The first time anyone asked me if I wanted a crate of onions gift-wrapped was at the Festa della Cipolla, the Onion Festival in Giarratana, Sicily. Giving onions as a gift may not seem like a normal practice, but these are no ordinary onions. These are the huge disk-shaped onions of Giarratana, weighing up to 2 kg (5 lbs) apiece, their thick white flesh sweet enough to be eaten raw. This is the only place they grow in Italy, and after the seedlings are planted during a full moon in later winter, close to a million kilos of onions are harvested by hand in July and August. When anointed with olive oil and slow-roasted, their juices become as brown and sweet as caramel, and with a hunk of crusty bread make a fine lunch. We forego the gift wrap, as we plan to eat these 10 kilos ourselves.
Every summer we make our annual pilgrimage to the small town of Giarratana, located about 20 kilometers inland from Ragusa in southeastern Sicily, and celebrate the harvest of this noble onion by eating focaccia stuffed with onions, tasting cheeses with onion jam, feasting on panini of sausage and grilled onions, and generally getting indigestion.

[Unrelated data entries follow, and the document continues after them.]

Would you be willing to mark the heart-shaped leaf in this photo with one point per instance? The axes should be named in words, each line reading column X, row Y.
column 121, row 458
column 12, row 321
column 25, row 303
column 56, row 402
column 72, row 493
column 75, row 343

Vendors with truckloads of onions line the streets, with the biggest onions, roughly the size of Frisbees, prominently displayed. Overhead there are multicolored lights strung in elaborate decorations – after all, a festa requires festiveness – and noisy Italian families pack the streets, with small children riding on their father’s shoulders getting the best view in town. Stands selling locally produced cheeses and almond torrone, are mixed in with bright balloons and cheap shiny toys that are made in China and will break before the festa is done. A live band is warming up, and blasts of Italian rock are interspersed with the squeal of feedback and an amplified voice repeating “Uno-Due-Tre, Uno-Due-Tre.” Everything is cloaked in thick smoke from the food stands, and the smell of grilling sausages and onions permeates the warm summer night.
We munch oily onion focaccia as we peruse the food stands to see who has the best looking sausages, and settle on a stand where they are taking the time to grill the bread, which makes an infinitely better sausage panino. I wait in line while Emanuele goes off to score some wine, and as I get closer to the grill I notice that there are also strips of raw meat piled in a plastic tub. I crane my neck to get a better look to see if it is something I might want to taste, when I hear the woman in front of me order 14 panini. My stomach groans in hungry anguish.
The vendor starts tossing strips of meat on the grill, nodding as the woman enumerates that she wants 4 panini with grilled onions, 3 with cheese, 4 with onions and cheese, and then loses count. She turns her head and yells back towards her family brood, “Hey Mamma, do you want onions on your horsemeat sandwich?”
When it’s finally my turn, I stick with the sausage. With extra onions, please.
Read about how to cook onions with these Italian onion recipes.
Details: The annual Festa della Cipolla is held in Giarratana, Sicily on August 14, starting at 6.00 pm. You will need a car to get there. Stay in Ragusa, at the simple 3-star Hotel Il Barocco in Ragusa Ibla, or the newly opened 5-star Antica Badia Relais in upper Ragusa, both about 20 km away.